片想い歴20年 エリート警視は同級生に激愛を注ぎ込む

「まったく……。いいか。君以外に好意をいだいている女性がいれば、僕は会いにすらこなかった」
「ええ? 嘘だー。圭信は口こそ悪いけど、困っている人を見捨てられない心優しき青年じゃん」
「僕は君から、そう見えているのか……」
「違うの? 皆と同じように、とっつきづらい奴だと思ってほしかったとか?」
「そんなわけがないだろう」
「じゃあ、いいじゃん」

 褒めているのに、どうしてそんな愕然とした表情をするのだろうか。
 さっぱり理解できずに首を傾げれば、彼は私の目を見て力強く言い放つ。

「愛奈だから、力になりたいんだ」
「私の?」
「ああ。

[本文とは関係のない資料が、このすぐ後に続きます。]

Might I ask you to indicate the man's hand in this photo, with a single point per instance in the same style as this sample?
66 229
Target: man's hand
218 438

だから、僕から逃げるな」

 圭信は自分が怪しいものではないとアピールすると、こちらを冷たい瞳で見下した。

 一切交流がなければ、震え上がるほど恐ろしかっただろうけど……。
 私は怖いのが見た目だけで、中身は心優しい青年だと知っている。
 だから、必要以上に怯えることはなかった。

「つまり? 同級生のよしみってこと?」
「今はそれでもいい。とにかく、ここにいてくれ」

 彼から思わぬ提案を受け、不思議がりながらも固まる。:

「ずっと、あそこを借りていたのか」

 すると、同級生から下着泥棒に入られた家を借りる経緯を聞かれたため、包み隠さずに事実だけを説明した。